If all the types in my boost::variant support the same method, is there a way to call it generically (i.e. not calling it seperately for each method of the static_visitor)?
I'm trying to get something like this to work:
class A
{
void boo() {}
};
class B
{
void boo() {}
};
class C
{
void boo() {}
};
typedef boost::variant<A, B, C> X;
void foo(X& d)
{
x.boo();
}
but it fails to compile saying 'boo' : is not a member of 'boost::variant<T0_,T1,T2>'.
Currently, I have some classes all inherit from an interface so that their single shared method can be used polymorphically. I also want to be able to use the classes via a visitor as all other methods are unique to each concrete class. I was hoping boost::variant might be a better alternative to implementing my own visitor mechanism here. Is it?
There's no direct way, but you can make the static_visitor pretty concise using templating.

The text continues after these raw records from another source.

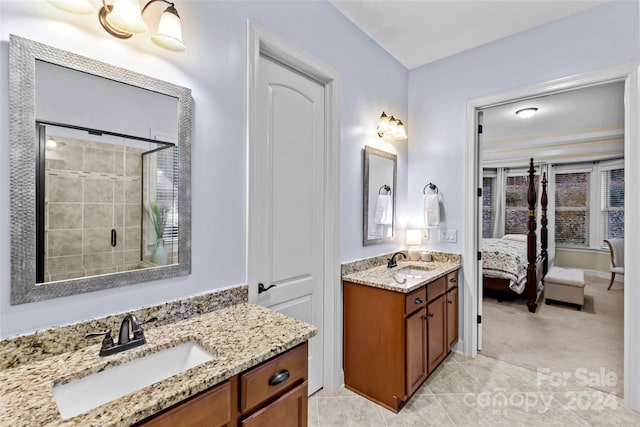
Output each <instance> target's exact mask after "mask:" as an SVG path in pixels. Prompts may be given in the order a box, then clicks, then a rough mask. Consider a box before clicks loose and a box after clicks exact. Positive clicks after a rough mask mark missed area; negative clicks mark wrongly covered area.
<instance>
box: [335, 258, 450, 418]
mask: <svg viewBox="0 0 640 427" xmlns="http://www.w3.org/2000/svg"><path fill="white" fill-rule="evenodd" d="M459 268H460V264H459V260H458V262H446V261H444V262H428V263H421V262H410V263H407V262H401V263H399V265H398V267H396V268H393V269H388V268H387V267H386V266H384V265H383V266H378V267H374V268H370V269H367V270H364V271H360V272H356V273H352V274H349V275H344V276H343V284H344V288H343V292H344V375H345V386H346V387H347V388H349V389H350V390H352V391H355V392H356V393H358V394H360V395H362V396H364V397H366V398H368V399H370V400H372V401H374V402H376V403H378V404H380V405H382V406H384V407H385V408H388V409H390V410H392V411H394V412H398V411H400V409H402V407H403V406H404V405H405V404H406V403H407V401H408V400H409V398H410V397H411V396H412V395H413V393H414V392H415V391H416V390H417V389H418V388H419V387H420V386H421V385H422V383H423V382H424V381H425V380H426V379H427V377H428V376H429V375H430V374H431V373H432V372H433V371H434V370H435V369H436V367H437V366H438V365H439V364H440V362H442V361H443V360H444V358H445V357H446V356H447V354H449V352H450V351H451V349H452V347H453V346H454V345H455V344H456V342H457V341H458V271H459Z"/></svg>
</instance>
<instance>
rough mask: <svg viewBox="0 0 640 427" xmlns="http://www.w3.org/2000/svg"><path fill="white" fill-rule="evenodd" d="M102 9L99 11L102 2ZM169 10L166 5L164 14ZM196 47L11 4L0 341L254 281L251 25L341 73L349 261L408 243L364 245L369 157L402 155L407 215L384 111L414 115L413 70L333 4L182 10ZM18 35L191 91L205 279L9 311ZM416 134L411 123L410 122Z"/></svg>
mask: <svg viewBox="0 0 640 427" xmlns="http://www.w3.org/2000/svg"><path fill="white" fill-rule="evenodd" d="M98 3H99V2H98ZM157 7H158V8H160V6H157ZM176 7H177V9H178V10H179V12H180V16H181V18H182V22H183V35H184V41H185V44H186V46H187V50H186V51H185V52H183V53H171V52H169V51H165V50H162V49H160V48H158V47H156V46H155V45H154V44H153V43H151V42H150V40H149V39H148V35H147V36H134V37H133V38H132V39H130V40H125V41H122V40H117V39H115V38H112V37H111V36H109V35H108V34H107V33H106V32H104V30H102V28H101V27H99V24H98V22H97V17H96V16H81V15H72V14H68V13H65V12H62V11H59V10H58V9H55V8H54V7H53V6H51V5H50V4H48V3H47V2H42V1H22V0H20V1H4V0H3V1H2V2H0V37H1V38H0V40H1V42H0V58H2V61H1V64H2V65H1V66H0V85H1V87H2V88H3V90H1V91H0V178H1V179H0V336H1V337H7V336H11V335H14V334H17V333H24V332H30V331H33V330H35V329H38V328H44V327H48V326H53V325H59V324H64V323H69V322H74V321H78V320H82V319H86V318H90V317H95V316H101V315H106V314H109V313H114V312H119V311H124V310H127V309H131V308H134V307H139V306H142V305H151V304H155V303H160V302H163V301H167V300H171V299H175V298H179V297H182V296H187V295H192V294H195V293H201V292H206V291H209V290H212V289H218V288H225V287H230V286H235V285H239V284H243V283H244V280H245V274H244V271H245V239H246V232H245V212H246V206H245V198H246V194H245V185H246V183H245V175H246V171H245V156H246V141H245V129H246V123H245V118H246V114H245V111H246V66H245V64H246V60H245V56H246V48H245V46H246V24H247V19H251V20H253V21H254V22H256V23H258V24H260V25H262V26H264V27H266V28H267V29H269V30H271V31H273V32H274V33H276V34H278V35H280V36H282V37H284V38H285V39H287V40H288V41H289V42H291V43H293V44H295V45H297V46H299V47H300V48H302V49H304V50H306V51H307V52H308V53H310V54H311V55H313V56H315V57H316V58H318V59H319V60H321V61H324V62H325V63H327V64H329V65H331V66H333V67H334V68H335V69H337V70H338V71H339V72H340V75H341V79H342V93H341V130H342V143H341V175H342V176H341V180H342V181H341V194H340V198H341V204H342V207H341V237H340V240H341V259H342V260H343V261H345V260H352V259H358V258H364V257H367V256H372V255H378V254H382V253H385V252H389V251H391V250H393V249H395V247H396V245H380V246H374V247H367V248H363V247H362V243H361V242H362V213H361V212H362V210H361V209H362V152H361V150H362V148H363V147H364V145H367V144H369V145H376V146H377V147H378V148H383V149H388V150H389V151H393V152H395V153H396V154H398V157H399V159H398V204H399V206H398V210H399V212H404V211H405V210H406V209H405V206H404V200H406V182H407V179H406V177H407V148H406V147H407V145H406V142H401V143H393V144H387V143H383V142H380V141H379V139H378V137H377V135H376V134H375V127H376V124H377V119H378V117H379V115H380V113H381V112H382V110H386V111H387V113H390V114H394V115H396V116H397V117H400V118H402V119H406V117H407V84H408V83H407V82H408V72H407V70H406V69H405V68H404V67H403V66H402V65H400V64H399V63H398V62H397V61H395V60H394V59H393V58H392V57H391V56H390V55H388V54H387V53H386V51H384V50H383V49H381V48H380V47H379V46H378V45H377V44H375V43H374V42H373V41H371V40H370V39H369V38H368V37H367V36H366V35H365V34H364V33H362V32H361V31H360V30H358V29H357V28H356V27H355V26H354V25H353V24H352V23H351V22H350V21H349V20H347V19H346V18H345V17H344V16H343V15H341V14H340V13H339V12H338V11H337V10H336V9H335V8H334V7H333V6H332V5H331V4H329V3H328V2H326V1H303V2H291V1H286V2H272V1H257V2H248V1H229V2H217V1H181V2H178V3H177V4H176ZM10 33H13V34H16V35H19V36H22V37H26V38H29V39H32V40H35V41H38V42H41V43H46V44H49V45H52V46H55V47H57V48H60V49H64V50H68V51H72V52H74V53H78V54H81V55H84V56H88V57H91V58H94V59H98V60H100V61H103V62H107V63H110V64H114V65H117V66H120V67H123V68H127V69H130V70H133V71H136V72H139V73H143V74H147V75H150V76H152V77H156V78H160V79H163V80H167V81H171V82H173V83H176V84H178V85H181V86H185V87H189V88H191V89H192V91H193V97H194V124H193V150H192V152H193V160H192V170H193V188H192V190H193V218H192V224H193V245H192V251H193V253H192V256H193V273H192V274H191V275H190V276H188V277H182V278H176V279H169V280H164V281H158V282H152V283H145V284H141V285H136V286H128V287H124V288H117V289H113V290H108V291H101V292H95V293H90V294H82V295H78V296H72V297H66V298H59V299H56V300H51V301H46V302H41V303H33V304H23V305H19V306H9V293H10V269H9V265H10V264H9V263H10V259H9V258H10V256H9V254H10V250H9V230H10V227H9V204H10V201H9V126H8V116H9V113H8V111H9V110H8V109H9V100H8V90H6V88H7V87H8V65H7V62H8V61H7V58H8V38H9V34H10ZM403 122H405V123H406V125H407V132H409V133H410V132H411V123H410V122H409V121H405V120H403Z"/></svg>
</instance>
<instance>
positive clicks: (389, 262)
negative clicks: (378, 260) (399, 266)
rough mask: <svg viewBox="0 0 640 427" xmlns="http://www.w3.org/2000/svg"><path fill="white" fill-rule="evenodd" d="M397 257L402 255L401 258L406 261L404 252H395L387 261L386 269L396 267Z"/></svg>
mask: <svg viewBox="0 0 640 427" xmlns="http://www.w3.org/2000/svg"><path fill="white" fill-rule="evenodd" d="M398 255H402V258H404V259H407V255H406V254H405V253H404V252H396V253H395V254H393V255H391V258H389V259H388V260H387V268H393V267H397V266H398V263H397V261H396V257H397V256H398Z"/></svg>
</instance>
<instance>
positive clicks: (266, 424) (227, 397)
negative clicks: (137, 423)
mask: <svg viewBox="0 0 640 427" xmlns="http://www.w3.org/2000/svg"><path fill="white" fill-rule="evenodd" d="M307 359H308V344H307V343H306V342H305V343H304V344H300V345H299V346H298V347H295V348H293V349H291V350H289V351H287V352H285V353H283V354H281V355H279V356H276V357H275V358H273V359H271V360H269V361H266V362H263V363H261V364H260V365H258V366H256V367H254V368H251V369H249V370H247V371H245V372H243V373H241V374H239V375H234V376H233V377H231V378H230V379H228V380H227V381H225V382H224V383H222V384H219V385H217V386H214V387H212V388H210V389H209V390H206V391H204V392H202V393H200V394H198V395H196V396H194V397H192V398H190V399H188V400H185V401H183V402H181V403H178V404H177V405H175V406H173V407H171V408H169V409H167V410H165V411H164V412H162V413H160V414H158V415H155V416H152V417H150V418H149V419H147V420H144V421H142V422H141V423H138V424H136V426H138V427H177V426H185V427H186V426H201V425H203V426H204V425H207V426H236V425H240V426H300V427H302V426H306V425H307V419H308V414H307V405H308V398H307Z"/></svg>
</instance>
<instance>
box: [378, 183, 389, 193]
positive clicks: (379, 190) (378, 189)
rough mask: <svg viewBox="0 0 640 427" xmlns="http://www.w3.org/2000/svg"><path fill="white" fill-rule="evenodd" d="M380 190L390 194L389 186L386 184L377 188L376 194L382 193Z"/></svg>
mask: <svg viewBox="0 0 640 427" xmlns="http://www.w3.org/2000/svg"><path fill="white" fill-rule="evenodd" d="M382 190H384V191H386V192H387V194H391V187H389V186H388V185H387V184H385V185H383V186H382V187H380V188H379V189H378V194H382Z"/></svg>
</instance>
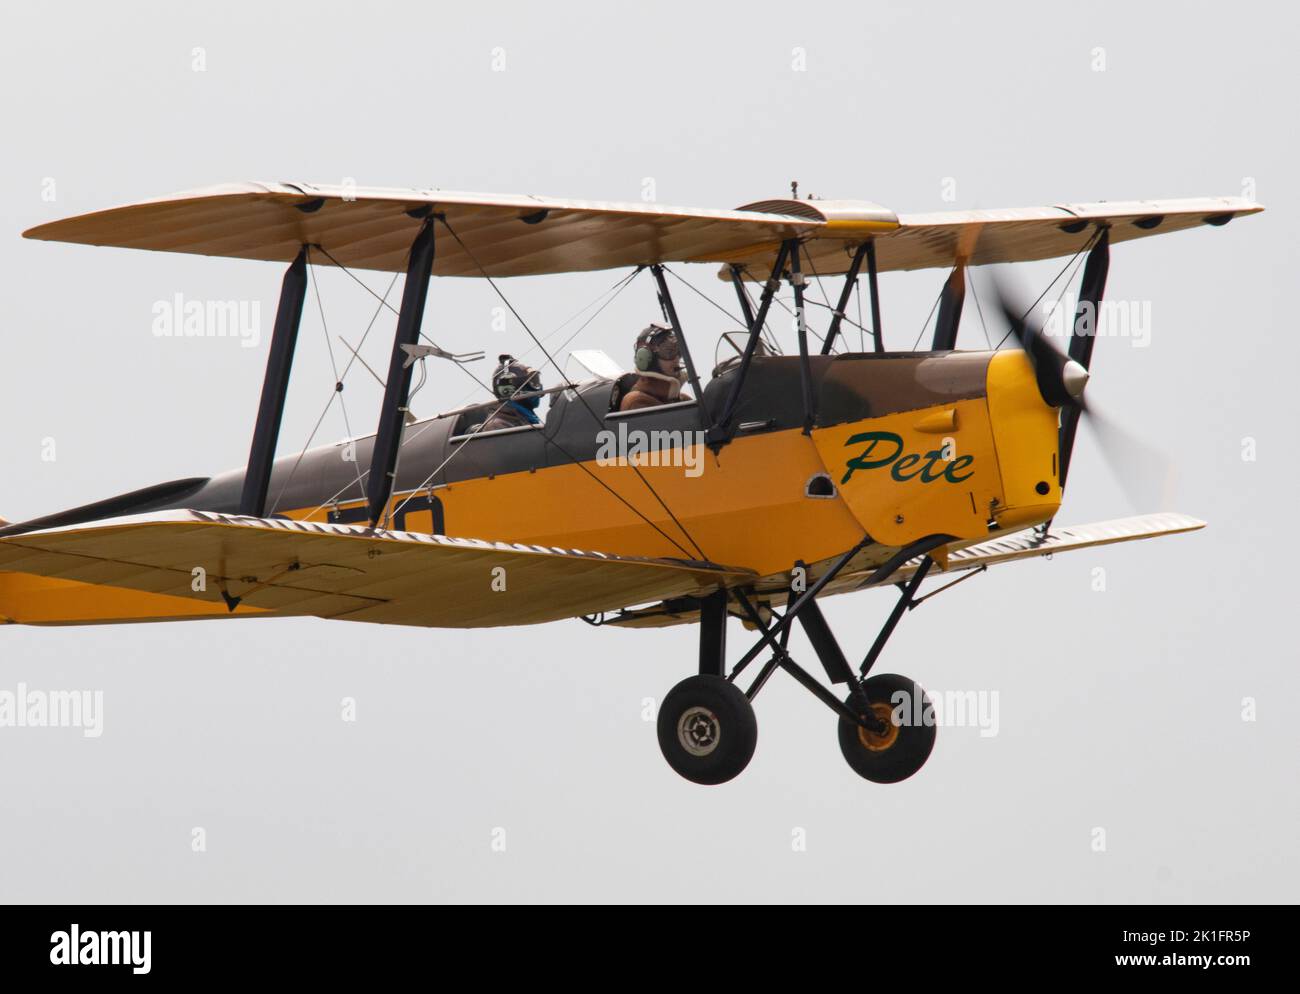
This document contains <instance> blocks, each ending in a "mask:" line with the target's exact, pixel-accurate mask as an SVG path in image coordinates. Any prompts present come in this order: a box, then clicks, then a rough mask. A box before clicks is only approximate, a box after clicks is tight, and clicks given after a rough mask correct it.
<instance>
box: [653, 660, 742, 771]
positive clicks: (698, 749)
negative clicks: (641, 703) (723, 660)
mask: <svg viewBox="0 0 1300 994" xmlns="http://www.w3.org/2000/svg"><path fill="white" fill-rule="evenodd" d="M757 745H758V720H757V719H755V717H754V707H753V704H750V703H749V698H746V696H745V694H742V693H741V690H740V687H737V686H736V685H735V683H728V682H727V680H725V678H723V677H718V676H712V674H708V673H701V674H697V676H694V677H686V678H685V680H684V681H681V682H680V683H679V685H677V686H675V687H673V689H672V690H669V691H668V696H667V698H664V702H663V707H660V708H659V748H660V750H662V751H663V758H664V759H666V760H668V765H669V767H672V768H673V769H675V771H677V773H680V774H681V776H684V777H685V778H686V780H689V781H692V782H694V784H710V785H711V784H725V782H727V781H728V780H731V778H732V777H735V776H737V774H738V773H740V772H741V771H742V769H745V767H748V765H749V760H750V759H751V758H753V755H754V746H757Z"/></svg>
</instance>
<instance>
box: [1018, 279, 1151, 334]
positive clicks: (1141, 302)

Modified from the boost docs:
struct boo_generic : public boost::static_visitor<>
{
template <typename T>
void operator()( T & operand ) const
{
operand.boo();
}
};
Now you can do this:
boost::apply_visitor( boo_generic(), v );
Infact you can generalise this to take a function pointer of your base class:
struct fn_generic : public boost::static_visitor<>
{
fn_generic( void (IBase::fn)() ) : fn_(fn) {}
template<T> void operator() ( T & op ) const { op.*fn(); }
}
Then you can do:
boost::apply_visitor( boo_generic( IBase::boo ), v );
Or something like that - I've probably got my function pointer syntax wrong, but hopefully you get the idea.